The first global malaria risk map to be developed in forty years has revealed that about 35 percent of the worlds population is at risk of contracting malaria, but many people are at a lower risk than previously thought, raising hope that the disease could be seriously reduced or eliminated in parts of the world.

Washington, Feb 26 : The first global malaria risk map to be developed in forty years has revealed that about 35 percent of the world's population is at risk of contracting malaria, but many people are at a lower risk than previously thought, raising hope that the disease could be seriously reduced or eliminated in parts of the world.

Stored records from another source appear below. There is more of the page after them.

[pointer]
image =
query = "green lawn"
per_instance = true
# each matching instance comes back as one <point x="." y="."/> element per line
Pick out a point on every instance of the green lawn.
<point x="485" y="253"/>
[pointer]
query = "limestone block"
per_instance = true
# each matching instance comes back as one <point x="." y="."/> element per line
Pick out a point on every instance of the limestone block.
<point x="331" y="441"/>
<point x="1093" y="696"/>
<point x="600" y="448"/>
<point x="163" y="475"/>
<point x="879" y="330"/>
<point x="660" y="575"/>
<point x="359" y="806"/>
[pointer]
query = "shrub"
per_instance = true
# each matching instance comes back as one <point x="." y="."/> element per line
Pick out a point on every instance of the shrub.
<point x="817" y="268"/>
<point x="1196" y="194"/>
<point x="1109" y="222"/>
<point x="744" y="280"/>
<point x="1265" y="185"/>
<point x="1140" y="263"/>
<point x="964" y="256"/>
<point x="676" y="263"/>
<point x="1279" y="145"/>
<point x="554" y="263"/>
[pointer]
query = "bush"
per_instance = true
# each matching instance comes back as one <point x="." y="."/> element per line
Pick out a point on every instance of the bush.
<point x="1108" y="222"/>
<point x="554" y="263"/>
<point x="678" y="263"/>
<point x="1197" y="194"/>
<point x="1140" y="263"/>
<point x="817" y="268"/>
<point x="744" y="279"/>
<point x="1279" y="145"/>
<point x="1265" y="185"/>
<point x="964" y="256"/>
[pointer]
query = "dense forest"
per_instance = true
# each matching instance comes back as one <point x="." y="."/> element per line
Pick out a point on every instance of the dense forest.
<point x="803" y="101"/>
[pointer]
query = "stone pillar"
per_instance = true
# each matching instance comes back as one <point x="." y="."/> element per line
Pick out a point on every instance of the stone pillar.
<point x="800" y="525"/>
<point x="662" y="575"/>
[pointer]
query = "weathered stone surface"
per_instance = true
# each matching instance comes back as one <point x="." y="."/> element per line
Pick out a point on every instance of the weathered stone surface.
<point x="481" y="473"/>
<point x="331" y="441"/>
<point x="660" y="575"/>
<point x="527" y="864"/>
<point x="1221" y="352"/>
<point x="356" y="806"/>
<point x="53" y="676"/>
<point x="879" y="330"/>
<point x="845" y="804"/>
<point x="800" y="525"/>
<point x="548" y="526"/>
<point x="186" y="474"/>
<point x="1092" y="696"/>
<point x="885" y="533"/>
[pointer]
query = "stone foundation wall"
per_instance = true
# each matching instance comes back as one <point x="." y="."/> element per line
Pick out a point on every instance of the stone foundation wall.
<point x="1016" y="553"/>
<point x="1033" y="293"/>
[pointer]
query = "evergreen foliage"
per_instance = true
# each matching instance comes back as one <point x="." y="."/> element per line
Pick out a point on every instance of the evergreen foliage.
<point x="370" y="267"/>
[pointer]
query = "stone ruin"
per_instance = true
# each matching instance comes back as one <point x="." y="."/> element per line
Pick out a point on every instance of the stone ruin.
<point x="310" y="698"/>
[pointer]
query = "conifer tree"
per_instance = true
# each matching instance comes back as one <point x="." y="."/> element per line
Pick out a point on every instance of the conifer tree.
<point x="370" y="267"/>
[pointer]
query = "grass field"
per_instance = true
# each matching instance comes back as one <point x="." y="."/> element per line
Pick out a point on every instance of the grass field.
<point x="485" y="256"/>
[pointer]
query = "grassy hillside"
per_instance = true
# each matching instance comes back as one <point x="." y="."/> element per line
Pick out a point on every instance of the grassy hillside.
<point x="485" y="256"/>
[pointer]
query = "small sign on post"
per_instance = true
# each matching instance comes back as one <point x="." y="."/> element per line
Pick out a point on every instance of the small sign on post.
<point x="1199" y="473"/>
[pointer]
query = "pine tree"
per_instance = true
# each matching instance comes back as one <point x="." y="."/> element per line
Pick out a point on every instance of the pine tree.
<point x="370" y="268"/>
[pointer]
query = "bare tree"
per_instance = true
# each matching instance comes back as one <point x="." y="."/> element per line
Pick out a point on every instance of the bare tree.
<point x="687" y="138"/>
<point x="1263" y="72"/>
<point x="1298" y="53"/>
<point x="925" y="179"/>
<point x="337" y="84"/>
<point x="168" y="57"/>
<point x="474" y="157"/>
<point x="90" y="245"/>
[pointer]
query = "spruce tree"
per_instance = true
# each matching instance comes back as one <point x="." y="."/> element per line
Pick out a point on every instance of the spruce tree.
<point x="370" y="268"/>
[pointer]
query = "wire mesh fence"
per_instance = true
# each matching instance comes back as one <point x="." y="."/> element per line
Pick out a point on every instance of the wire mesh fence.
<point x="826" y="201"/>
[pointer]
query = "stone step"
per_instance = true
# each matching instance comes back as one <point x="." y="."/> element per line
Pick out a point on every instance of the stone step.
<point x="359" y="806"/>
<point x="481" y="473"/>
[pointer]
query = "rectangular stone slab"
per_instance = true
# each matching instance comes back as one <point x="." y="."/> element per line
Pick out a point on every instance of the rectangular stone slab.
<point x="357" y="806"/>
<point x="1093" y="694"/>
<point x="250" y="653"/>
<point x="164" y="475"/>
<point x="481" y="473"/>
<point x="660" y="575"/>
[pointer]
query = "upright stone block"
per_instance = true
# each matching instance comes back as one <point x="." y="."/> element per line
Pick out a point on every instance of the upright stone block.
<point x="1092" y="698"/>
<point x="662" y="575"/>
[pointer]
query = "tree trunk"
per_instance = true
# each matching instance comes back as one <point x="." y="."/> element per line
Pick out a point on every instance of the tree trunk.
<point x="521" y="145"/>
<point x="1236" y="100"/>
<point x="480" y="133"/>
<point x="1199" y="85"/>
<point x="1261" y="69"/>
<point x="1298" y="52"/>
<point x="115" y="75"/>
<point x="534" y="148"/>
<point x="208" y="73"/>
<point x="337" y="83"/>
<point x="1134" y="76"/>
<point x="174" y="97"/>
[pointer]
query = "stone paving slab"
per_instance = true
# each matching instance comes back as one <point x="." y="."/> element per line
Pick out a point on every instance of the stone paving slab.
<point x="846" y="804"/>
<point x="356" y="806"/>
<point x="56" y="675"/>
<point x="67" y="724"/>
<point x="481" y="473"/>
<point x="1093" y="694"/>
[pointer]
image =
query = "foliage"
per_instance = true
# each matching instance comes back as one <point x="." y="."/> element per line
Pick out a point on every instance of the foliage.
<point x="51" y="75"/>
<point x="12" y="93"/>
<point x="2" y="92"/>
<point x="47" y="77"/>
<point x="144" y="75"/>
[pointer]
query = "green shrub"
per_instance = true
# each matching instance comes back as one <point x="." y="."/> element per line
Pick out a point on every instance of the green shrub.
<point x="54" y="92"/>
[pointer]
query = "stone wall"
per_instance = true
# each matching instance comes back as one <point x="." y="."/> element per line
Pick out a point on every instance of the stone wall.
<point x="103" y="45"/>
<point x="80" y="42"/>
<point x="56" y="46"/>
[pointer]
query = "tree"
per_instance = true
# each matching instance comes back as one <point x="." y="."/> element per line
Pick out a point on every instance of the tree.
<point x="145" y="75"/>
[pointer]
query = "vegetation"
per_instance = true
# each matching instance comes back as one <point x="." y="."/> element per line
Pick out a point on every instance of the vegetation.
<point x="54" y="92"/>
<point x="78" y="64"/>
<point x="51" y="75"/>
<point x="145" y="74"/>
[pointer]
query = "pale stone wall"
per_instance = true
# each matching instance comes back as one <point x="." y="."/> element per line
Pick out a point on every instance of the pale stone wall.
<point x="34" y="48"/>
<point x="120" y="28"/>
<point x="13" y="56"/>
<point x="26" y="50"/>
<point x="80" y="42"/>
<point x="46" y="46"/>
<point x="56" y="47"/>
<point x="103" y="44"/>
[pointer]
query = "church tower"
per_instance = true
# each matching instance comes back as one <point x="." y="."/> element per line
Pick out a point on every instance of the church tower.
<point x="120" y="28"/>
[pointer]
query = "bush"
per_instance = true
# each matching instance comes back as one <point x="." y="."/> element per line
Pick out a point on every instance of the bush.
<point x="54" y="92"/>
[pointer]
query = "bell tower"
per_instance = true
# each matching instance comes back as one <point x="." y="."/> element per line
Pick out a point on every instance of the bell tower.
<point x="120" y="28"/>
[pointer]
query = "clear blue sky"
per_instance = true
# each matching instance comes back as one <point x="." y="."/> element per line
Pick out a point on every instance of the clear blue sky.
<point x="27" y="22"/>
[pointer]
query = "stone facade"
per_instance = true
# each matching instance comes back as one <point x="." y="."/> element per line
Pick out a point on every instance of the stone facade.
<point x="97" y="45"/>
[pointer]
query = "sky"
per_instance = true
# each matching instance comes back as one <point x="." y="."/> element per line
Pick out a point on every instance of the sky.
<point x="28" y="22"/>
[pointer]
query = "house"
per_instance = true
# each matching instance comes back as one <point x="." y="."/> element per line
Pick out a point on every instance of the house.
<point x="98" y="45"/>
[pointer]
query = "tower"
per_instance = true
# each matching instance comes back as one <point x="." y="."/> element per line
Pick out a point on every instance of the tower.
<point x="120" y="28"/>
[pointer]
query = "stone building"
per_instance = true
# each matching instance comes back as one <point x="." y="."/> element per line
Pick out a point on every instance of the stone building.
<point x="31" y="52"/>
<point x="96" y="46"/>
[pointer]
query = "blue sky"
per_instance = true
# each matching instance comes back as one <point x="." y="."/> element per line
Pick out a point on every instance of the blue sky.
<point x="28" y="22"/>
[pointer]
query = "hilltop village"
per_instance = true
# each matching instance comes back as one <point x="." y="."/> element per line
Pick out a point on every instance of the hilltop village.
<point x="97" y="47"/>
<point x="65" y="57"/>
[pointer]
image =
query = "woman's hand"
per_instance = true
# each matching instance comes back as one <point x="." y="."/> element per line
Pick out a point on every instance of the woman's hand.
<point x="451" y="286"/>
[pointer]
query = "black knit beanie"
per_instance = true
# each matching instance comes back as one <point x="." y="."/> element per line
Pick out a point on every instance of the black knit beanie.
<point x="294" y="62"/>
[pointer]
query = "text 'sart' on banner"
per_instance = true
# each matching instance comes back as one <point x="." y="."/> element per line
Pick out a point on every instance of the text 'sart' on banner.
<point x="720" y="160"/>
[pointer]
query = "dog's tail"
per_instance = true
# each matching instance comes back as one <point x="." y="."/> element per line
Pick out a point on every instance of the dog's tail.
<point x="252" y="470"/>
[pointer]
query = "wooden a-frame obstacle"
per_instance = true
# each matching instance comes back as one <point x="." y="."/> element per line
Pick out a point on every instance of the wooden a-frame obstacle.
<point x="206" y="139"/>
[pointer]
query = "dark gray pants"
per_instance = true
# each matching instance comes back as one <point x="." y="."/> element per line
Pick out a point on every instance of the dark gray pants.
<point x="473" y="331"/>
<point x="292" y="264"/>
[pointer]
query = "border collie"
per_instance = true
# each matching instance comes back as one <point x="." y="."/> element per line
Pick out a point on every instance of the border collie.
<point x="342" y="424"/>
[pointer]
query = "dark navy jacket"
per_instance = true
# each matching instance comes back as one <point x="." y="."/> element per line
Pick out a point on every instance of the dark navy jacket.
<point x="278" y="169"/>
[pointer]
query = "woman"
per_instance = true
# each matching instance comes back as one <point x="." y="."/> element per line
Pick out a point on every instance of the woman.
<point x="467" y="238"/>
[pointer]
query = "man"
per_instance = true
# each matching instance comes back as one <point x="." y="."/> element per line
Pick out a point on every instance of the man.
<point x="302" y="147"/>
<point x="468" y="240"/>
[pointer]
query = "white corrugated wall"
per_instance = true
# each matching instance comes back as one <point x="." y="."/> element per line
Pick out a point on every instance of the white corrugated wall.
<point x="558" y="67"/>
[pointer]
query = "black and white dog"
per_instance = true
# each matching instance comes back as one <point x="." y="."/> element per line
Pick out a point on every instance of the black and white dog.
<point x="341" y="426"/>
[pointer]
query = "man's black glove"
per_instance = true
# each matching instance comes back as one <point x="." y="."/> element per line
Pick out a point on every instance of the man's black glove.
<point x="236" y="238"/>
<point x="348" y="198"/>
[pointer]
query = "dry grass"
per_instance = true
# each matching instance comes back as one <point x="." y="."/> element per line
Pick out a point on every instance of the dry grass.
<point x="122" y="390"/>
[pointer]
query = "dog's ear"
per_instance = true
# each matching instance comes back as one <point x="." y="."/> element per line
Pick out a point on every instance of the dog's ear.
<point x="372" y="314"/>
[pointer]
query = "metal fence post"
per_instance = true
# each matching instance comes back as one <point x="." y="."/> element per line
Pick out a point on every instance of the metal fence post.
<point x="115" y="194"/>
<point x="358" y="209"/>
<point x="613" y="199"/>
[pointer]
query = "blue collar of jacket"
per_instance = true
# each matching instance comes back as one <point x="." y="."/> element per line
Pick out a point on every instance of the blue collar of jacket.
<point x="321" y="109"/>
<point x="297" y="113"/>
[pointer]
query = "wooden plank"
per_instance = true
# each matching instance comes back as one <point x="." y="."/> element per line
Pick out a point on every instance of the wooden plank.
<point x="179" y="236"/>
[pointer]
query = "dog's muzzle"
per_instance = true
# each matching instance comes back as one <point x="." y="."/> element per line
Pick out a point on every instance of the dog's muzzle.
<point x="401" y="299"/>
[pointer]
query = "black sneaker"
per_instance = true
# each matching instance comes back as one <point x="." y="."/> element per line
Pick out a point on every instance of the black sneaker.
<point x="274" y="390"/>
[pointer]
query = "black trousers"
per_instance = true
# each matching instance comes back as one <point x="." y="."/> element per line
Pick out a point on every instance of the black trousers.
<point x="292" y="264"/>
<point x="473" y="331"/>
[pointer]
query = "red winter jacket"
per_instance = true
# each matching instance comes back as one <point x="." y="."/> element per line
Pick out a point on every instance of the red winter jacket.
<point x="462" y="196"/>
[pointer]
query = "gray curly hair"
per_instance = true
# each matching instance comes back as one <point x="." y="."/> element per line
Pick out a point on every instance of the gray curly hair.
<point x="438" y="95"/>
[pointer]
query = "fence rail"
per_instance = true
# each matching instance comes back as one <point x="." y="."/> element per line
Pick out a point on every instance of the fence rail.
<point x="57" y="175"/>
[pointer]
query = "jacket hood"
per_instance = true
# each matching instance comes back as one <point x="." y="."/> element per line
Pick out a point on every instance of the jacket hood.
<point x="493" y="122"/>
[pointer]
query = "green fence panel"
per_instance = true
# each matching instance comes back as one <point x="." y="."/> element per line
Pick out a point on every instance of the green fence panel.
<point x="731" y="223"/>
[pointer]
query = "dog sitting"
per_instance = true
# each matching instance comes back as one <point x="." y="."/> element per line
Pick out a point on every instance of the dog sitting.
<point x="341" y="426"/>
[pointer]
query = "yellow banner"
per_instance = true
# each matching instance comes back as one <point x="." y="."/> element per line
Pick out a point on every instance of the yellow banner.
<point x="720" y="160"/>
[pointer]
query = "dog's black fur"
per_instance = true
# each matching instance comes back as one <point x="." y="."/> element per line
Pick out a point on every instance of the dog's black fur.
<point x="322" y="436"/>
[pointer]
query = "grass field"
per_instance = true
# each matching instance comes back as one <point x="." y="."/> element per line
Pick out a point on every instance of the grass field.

Researchers at Oxford University and the Kenyan Medical Research Institute, including a scientist at the University of Florida Emerging Pathogens Institute spent three years producing the Malaria Atlas Project, or MAP.

Through the map, they found that 2.37 billion people were at risk of contracting malaria from Plasmodium faciparum, the most deadly malaria parasite for humans transmitted through the bites of infected Anopheles mosquitoes.

Out of that number, about 1 billion people live under a much lower risk of infection than was assumed under the previous historical maps.

Less than expected risk extends across Central and South America, Asia and even parts of Africa, the continent where malaria kills a large number of its victims and where risk has historically been classified as universally high.

"This gives some hope of pursuing malaria elimination because the prevalence isn't as universally high as many people suppose," said David Smith, a UF associate professor of zoology and a co-author of the paper.

"It's reasonable to think we can reduce or interrupt transmission in many places, but the prospects for success will improve if we make plans that are based on good information about malaria's distribution," he added.

To create the MAP, researchers compiled information from national health statistics, tourist travel advisories, climate, mosquito vectors and surveys of malaria infection in nearly 5,000 communities and 87 countries.

The project also included information about how climatic conditions affect mosquito life cycles, and thus the likelihood of active transmission.

According to researchers, the new map is important in part because it offers hope that malaria could be eliminated in certain areas using currently available tools, such as bed nets treated with insecticide that kills mosquitoes.

They further said that the project will also help donors and international agencies target investments in control measures where they are most likely to achieve the biggest gains.

"Making data and maps more accessible on the worldwide web is a large part of the MAP's philosophy of getting the science accessed, critiqued and used by a much wider range of users," said the lead author of the study, Carlos Guerra, of the University of Oxford.

The findings appear in the online edition of the open-access medical journal, PLoS Medicine.